Advantage Actor-Critic (A2C) is a simple actor-critic method. Differnt from REINFORCE, it has a simple idea: instead of computing return \(G_t\), estimate state value \(V(s)\) and bootstrapping! A2C uses advantage function \(A(s,a) = Q(s,a) - V(s)\) to update policy parameters. \(Q(s,a)\) is action value, \(V(s)\) is state value.

A2C has below features:

policy-based
Temporal Difference (TD) method
on-policy
high bias, low variance

Since A2C is TD method, you don't need to wait to update parameters until an episode is terminated. You can do online and batch learning.

You can see source code in a2c.

Configuration

Since it has simple hyperparameters, you don't need to understand deeply reinforcement learning.

Note if the setting has default value, you can skip it.

Setting	Description
`n_steps`	(`int`) The number of time steps to collect experiences until training. The number of total experiences (`entire_batch_size`) which is used to training is `num_envs` x `n_steps`. Since PPO is on-policy method, the experiences are discarded after training.
`gamma`	(`float`, default = `0.99`) Discount factor \(\gamma\) of future rewards.
`lam`	(`float`, default = `0.95`) Regularization parameter \(\lambda\) which controls the bias-variance trade-off of Generalized Advantage Estimation (GAE).
`value_loss_coef`	(`float`, default = `0.5`) State value loss (critic loss) multiplier.
`entropy_coef`	(`float`, default = `0.001`) Entropy multiplier used to compute loss. It adjusts exploration/exploitation balance.
`device`	(`str \| None`, default = `None`) Device on which the agent works. If this setting is `None`, the agent device is same as your network's one. Otherwise, the network device changes to this device.
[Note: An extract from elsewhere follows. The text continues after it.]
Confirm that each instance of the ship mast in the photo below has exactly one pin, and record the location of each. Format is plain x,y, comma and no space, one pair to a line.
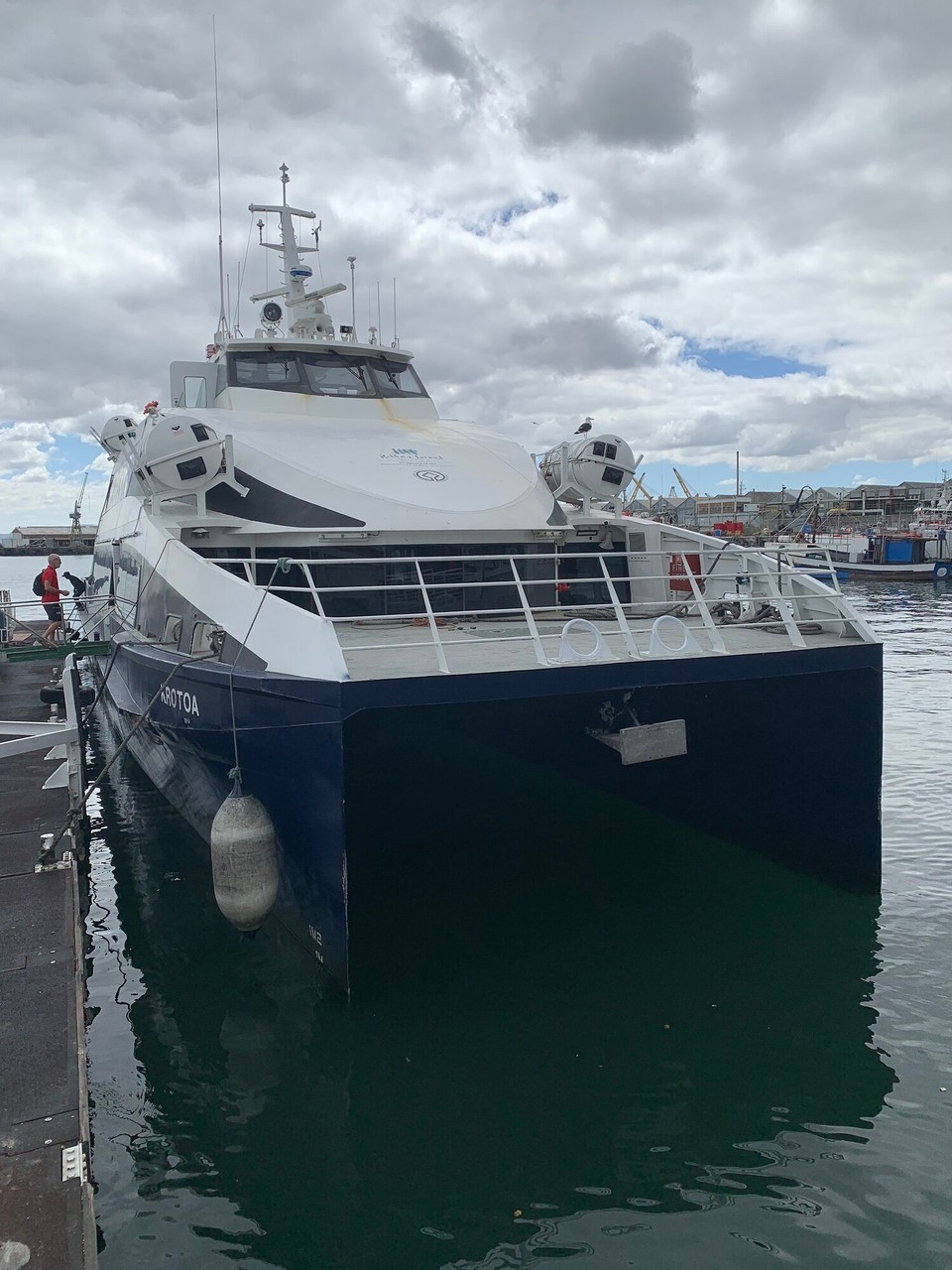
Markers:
309,318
Options: `None`, `cpu`, `cuda`, `cuda:0` and other devices of `torch.device()` argument

Network

class: A2CSharedNetwork

Note that since it uses the Actor-Critic architecure and the parameter sharing, the encoding layer must be shared between Actor and Critic.

You need to implement below methods.

Forward

@abstractmethod
def forward(
    self, 
    obs: Observation
) -> tuple[PolicyDist, Tensor]
  

Parameters:

Name	Description	Shape
obs (`Observation`)	Observation batch tuple.	`*batch_shape` = `(batch_size,)` details in `Observation` docs

Returns:

Name	Description	Shape
policy_dist (`PolicyDist`)	Policy distribution \(\pi(a \vert s)\).	`*batch_shape` = `(batch_size,)` details in `PolicyDist` docs
state_value (`Tensor`)	State value \(V(s)\)	`(batch_size, 1)`